The results are evident in hotels and resorts. While Kyoto is famed for its lovely old inns, the city has no modern hotel of international quality In Paris, Rome, Peking, or Bangkok, one can find modern hotels that incorporate local materials and design in such a way as to provide a sense of place, but Kyoto boasts not a single such instution. The big hotels (such as the Kyoto, Miyako, Brighton, and Prince), with their aluminum, granite, and glass lobbies, deny Kyoto's wood-and-paper culture in every way. Compare the wooden lattices and tree-lined entrance to the Sukhotai Hotel in Bangkok with the wall of dirty concrete and the narrow cement steps leading up to the Miyako Hotel, Kyoto's most prestigious. Stroll through the gardens filled with ponds and pavilions at the Inter-Continental or the Hilton in Bangkok, and then look at Kyoto Hotel's public plaza, a tiny barren area of granite paving surrounded by a yellow plastic bamboo fence. Drink a leisurely cup of coffee amid the greenery under the soaring teak-timbered vaults of the Hyatt in Bangkok, and then visit Kyoto's Prince, the hotel where most conventioneers stay, with its low ceilings and almost every surface of plastic and aluminum. For a nightcap, you could view the Bangkok skyline from the fiftieth floor of the Westin Hotel – surrounded by polished teak and rosewood paneling; or you could enjoy the floodlit rock and waterfall in the garden of the Royal Hotel in Kyoto – the rock being made of molded green fiberglass. One finds the same lack of quality in Tokyo, a city with only two attractive hotels, the Park Hyatt and the Four Seasons. In the case of the Park Hyatt, the low-key lighting, the elegant use of wood in hallways and elevators-all this was accomplished by shutting out Japanese designers. «We couldn't allow Japanese designers to be involved,» the management told me. «They wanted to fill it with aluminum and fluorescent lights.» And in the Four Seasons, where I noticed recently that the gold screens on the walls were antiques of high quality, I knew instantly that no Japanese designer would have chosen them. At the front desk, I asked who did the decor, and was told «designers from the Regent Chain in Hong Kong.»
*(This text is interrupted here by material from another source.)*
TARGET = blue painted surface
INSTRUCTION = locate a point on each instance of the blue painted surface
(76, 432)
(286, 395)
So far we have been speaking of big city hotels with hundreds of rooms; when it comes to small garden hotels or boutique hotels, the contrast with other advanced nations is even more striking. There was a brief period in the late 1980s, at the height of the Bubble, when price was no object, when a few brave developers created hotels of striking originality, such as Kuzawa Mitushiro's colorful И Palazzo in Fukuoka, done in collaboration with Aldo Rossi. But with the collapse of the Bubble, developers settled back into the convenient old pattern of «business hotels,» with their cramped rooms, flat decor, and limited facilities. It would be fair to say that the very concept of a boutique hotel has yet to exist in Japan. There is no such thing as New York's witty Paragon or W hotels, nothing with the minimalist chic of Ian Schrager's creations-just the standard shiny marble lobbies one sees everywhere, with rooms designed with basic industrial efficiency. «But hotels are not just places to sleep,» says Schrager. «You're supposed to have fun there.»

Today's younger Japanese designers, who have grown up in landscapes such as the one the Maerkle family saw when they drove from Kobe to Izumi-Otsu, or the equally horrifying vista welcoming visitors at Narita Airport when they take the Narita express train into Tokyo, work accordingly. As Lycurgus predicted, people proportion «their beds to their houses, and their coverlets to their beds, and the rest of their goods and furniture to these.» Standardized shiny surfaces are what people really like and feel comfortable in. The victory of the industrial mode in Japanese life can be sensed in health spas, which, far from being relaxing natural retreats, look rather like clinics, with bright white corridors and attendants in surgical smocks. Boutique hotels, even were they to be introduced into Japan, would be bound to fail.